Yer, Antalya'nın sakin tatil beldesi Kaş. 24 yaşındaki genç ve hayat dolu bir adam olan Ahmet, motosikletiyle keyifli bir yolculuk yapıyordu. Ancak o gün, hayatının en karanlık günlerinden birine dönüşecekti. Her şey saniyeler içinde oldu. Kontrolünü kaybettiği motosikletiyle refüje çarpan Ahmet, metrelerce sürüklendi. O anları görenler, kanlar içinde kalan gence doğru koştuklarında, durumun vehametini anlamışlardı.
Bu haberin devamında, Ahmet'in verdiği inanılmaz yaşam mücadelesine ve doktorları bile şaşkına çeviren o mucizevi anlara tanıklık edeceksiniz.
Kazanın hemen ardından olay yerine gelen sağlık ekipleri, Ahmet'i hemen en yakın hastaneye kaldırdı. Durumu oldukça ağırdı. Yapılan ilk tetkiklerde, genç adamın beyninde ciddi bir kanama olduğu tespit edildi. Doktorlar, ailesine acı haberi verdi: "Ahmet'in durumu çok kritik. Her şeye hazırlıklı olun, yaşama şansı çok düşük." Ailesi için dünya o an durmuştu. Gözyaşları sel olmuş, dualar edilmeye başlanmıştı. Annesi, "Oğlumun o anki halini gördüğümde yıkıldım. Doktorlar umut vermiyordu. Sadece bir mucize bekliyorduk," diyerek o zor anları anlatıyor.

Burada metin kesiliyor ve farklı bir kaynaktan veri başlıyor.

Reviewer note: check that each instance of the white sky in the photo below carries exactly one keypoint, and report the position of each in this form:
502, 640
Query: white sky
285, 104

Günler, haftaları kovaladı. Ahmet, yoğun bakımda bilinci kapalı bir şekilde yatıyordu. Her geçen gün umutlar biraz daha tükeniyordu. Ancak genç adamın pes etmeye niyeti yoktu. Vücudu, doktorları bile şaşırtan bir direnç gösteriyordu. Beynindeki kanama, yavaş yavaş da olsa durdurulmuştu. Ancak hala büyük bir risk vardı. Uyanıp uyanmayacağı, uyansa bile kalıcı bir hasar olup olmayacağı belirsizdi. Babası, "Her gün hastaneye gidip geliyorduk. Onun o şekilde yattığını görmek içimizi parçalıyordu. Ama o güçlü bir çocuktu. Bizi bırakmayacağını biliyordum," diyor.

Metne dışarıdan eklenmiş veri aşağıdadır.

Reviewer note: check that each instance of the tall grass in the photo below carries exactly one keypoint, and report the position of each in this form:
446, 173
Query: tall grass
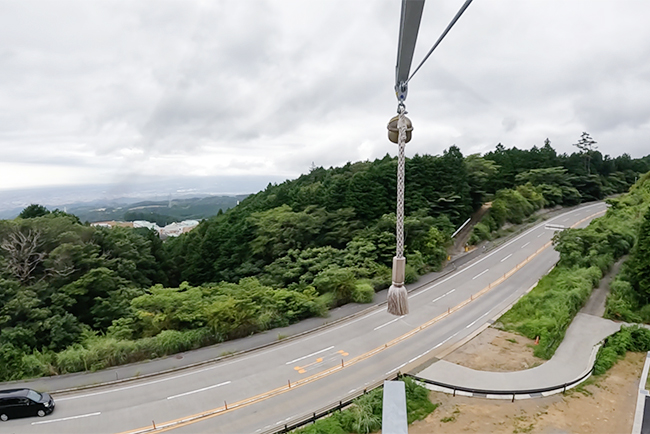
364, 415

Ve beklenen o mucize, kazadan tam 28 gün sonra gerçekleşti. Ahmet, gözlerini açtı. İlk başta kimseyi tanımıyordu, konuşamıyordu. Ancak zamanla hafızası yerine gelmeye başladı. Fizik tedavi sürecinde büyük bir azim gösterdi. Tekerlekli sandalyeden ayağa kalktığı o an, hastane koridorlarında alkışlarla karşılandı. Doktoru, "Ahmet'in durumu tıp literatüründe nadir görülen bir vaka. Bu kadar ciddi bir beyin kanaması sonrası, bu kadar kısa sürede ve hasarsız bir şekilde hayata dönmesi gerçek bir mucize. Onun bu azmi, hepimize ilham verdi," şeklinde konuştu.
Bugün Ahmet, eski sağlığına tamamen kavuşmuş durumda. Yaşadığı o korkunç kazayı ve sonrasını bir kabus gibi hatırlıyor. "Kaskım yanımdaydı ama takmamıştım. Bu benim en büyük hatamdı. Hayatım bir film şeridi gibi gözlerimin önünden geçti. Ama şimdi hayattayım ve bu ikinci şansı en iyi şekilde değerlendireceğim. Herkese tavsiyem, ne olursa olsun kasklarını taksınlar. Bir anlık ihmal, hayatınıza mal olabilir," diyerek, yaşadığı o zorlu süreci ve aldığı dersi dile getiriyor. Ahmet'in bu inanılmaz hikayesi, umudun ve azmin en güzel örneklerinden biri olarak hafızalara kazındı.